Type 2 diabetes (T2D) is a chronic metabolic disorder, which was also found to involve a series of inflammatory disorders, including accumulation of macrophages and T cells in the adipose tissue, increased proinflammatory cytokine production, shifting of macrophage composition toward M1-type, and skewing of peripheral blood T cells toward IL-17 productions. However, these studies were primarily conducted in obese mouse models and/or human subjects with higher BMI, and may not reflect the role of the immune system in non-obese T2D pathogenesis. Here, we examined T cell and monocyte cytokine expression and function in both non-obese and obese T2D patients.

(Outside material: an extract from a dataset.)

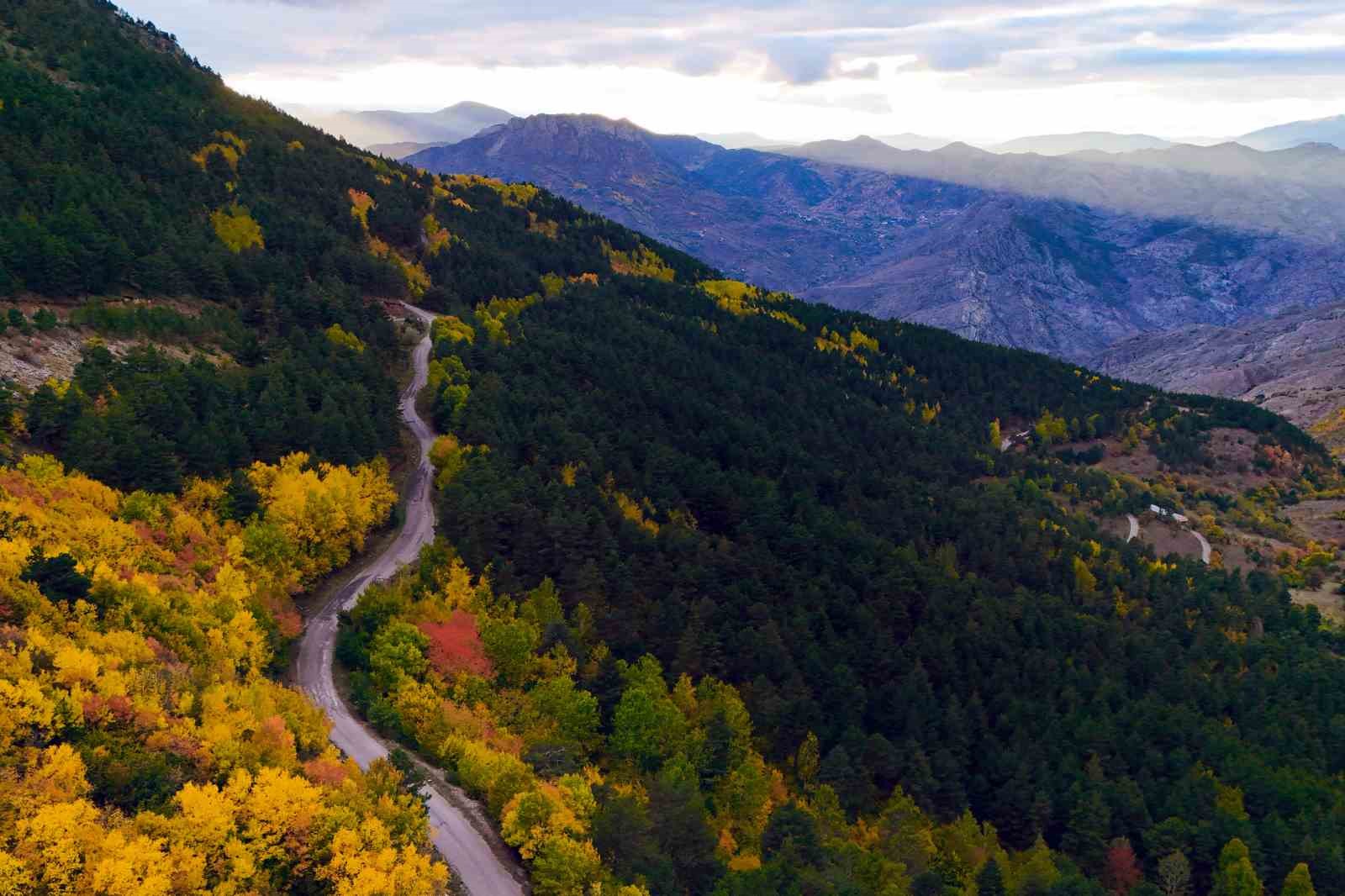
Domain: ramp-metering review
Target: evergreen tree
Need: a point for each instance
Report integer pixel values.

We found that IFN-g production by circulating T cells were increased in both non-obese and obese T2D subjects, while IL-17 is only upregulated in obese T2D subjects. Also, circulating monocytes from obese T2D subjects had significantly higher IL-6 production than their counterparts in non-obese T2D subjects. Moreover, monocytes from non-obese T2D subjects could support IFN-g but not IL-17 production in vitro, while that from obese T2D subjects supported both IFN-g and IL-17 production. Together, our results revealed that the role immune system plays in T2D pathogenesis is more complicated than previously thought, and is affected by the person's BMI.